The answers to these questions have always been found through lag measures such as utilization and realization. But these common metrics came about in the age of desktop software, time-billing, and pen-pushing-only work—so the question must be asked: are they still relevant? Are these traditional KPIs still leading indicators of where your business is headed? Do they surface the critical issues that require your attention?
Calculating these have always given partners the in-depth knowledge they need to know how their business has been performing, along with enough detail to know any areas that need improving. But looking backward with these measures does not suffice anymore.
“The world has moved to a subscription-based economy. The difference for many accountants switching to new pricing models is that this transition brings with it not only process change, but a whole new set of metrics for senior team members and staff alike.”
Accounting has changed to a subscription-based service. You are witnessing first-hand how much the industry is evolving, with improved processes led by cloud software and a greater focus being placed on service delivery, output and client relationships. Traditional metrics are no longer sufficient for the modern accounting firm that implements value-based pricing, has a remote workforce, is doing away with timesheets, is collaborating with global or remote clients, or is conducting most of its work online. Today, you need to not only understand exactly where you are currently, but you also need to look forward and predict where you will be tomorrow.

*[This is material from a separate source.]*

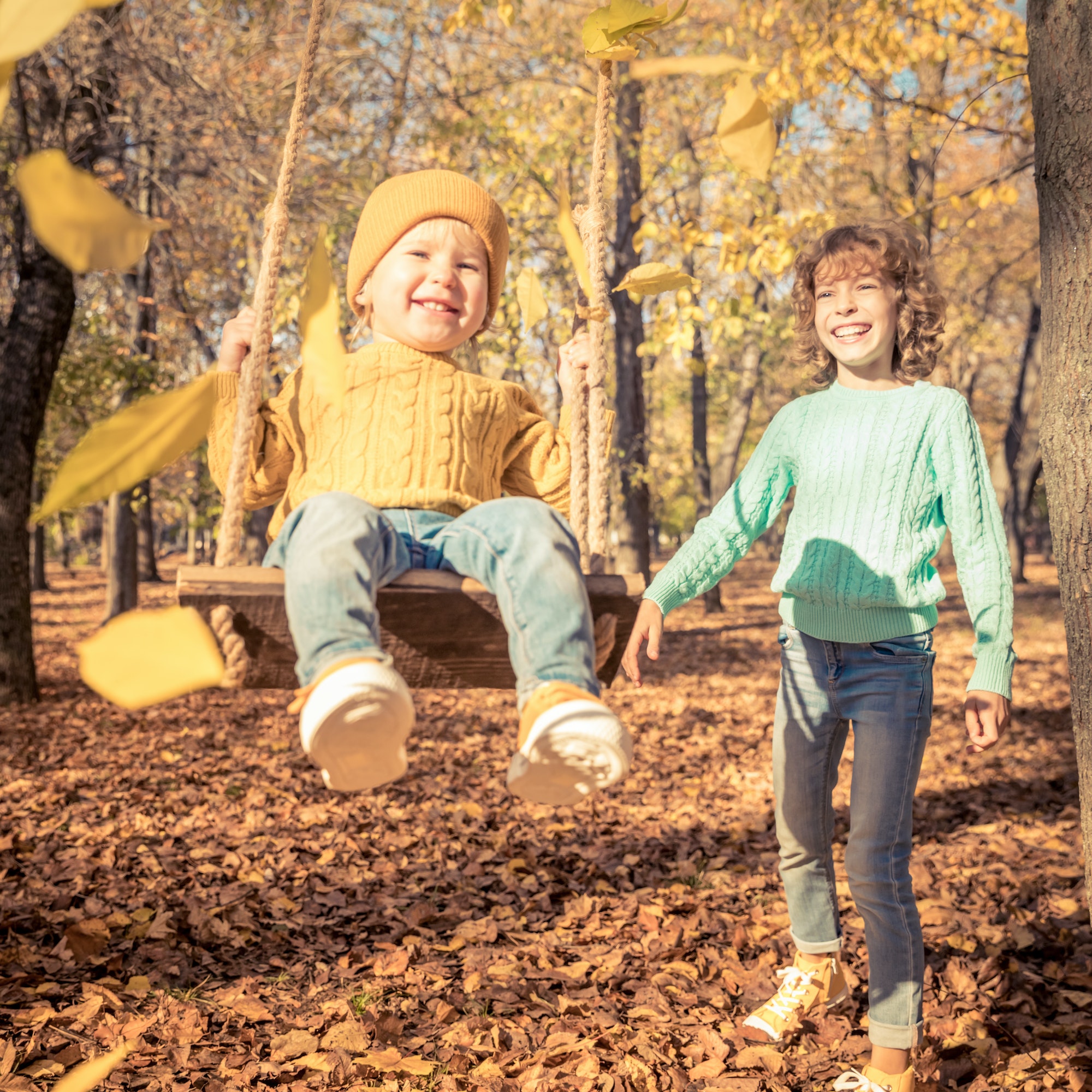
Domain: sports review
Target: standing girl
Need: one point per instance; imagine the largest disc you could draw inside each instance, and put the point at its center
(883, 464)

If your practice has new skills or your team is virtual in any way, has reduced geographical dependence, or uses modern technology, you must measure your practice in ways that give you greater visibility and meaning than what traditional metrics, such as profitability and revenue, can provide. To survive the accounting revolution, you need new KPIs for success, output, performance and progress.
There is now one characteristic above all others that your firm must be striving for: scalability—the extent to which your firm can do more with less.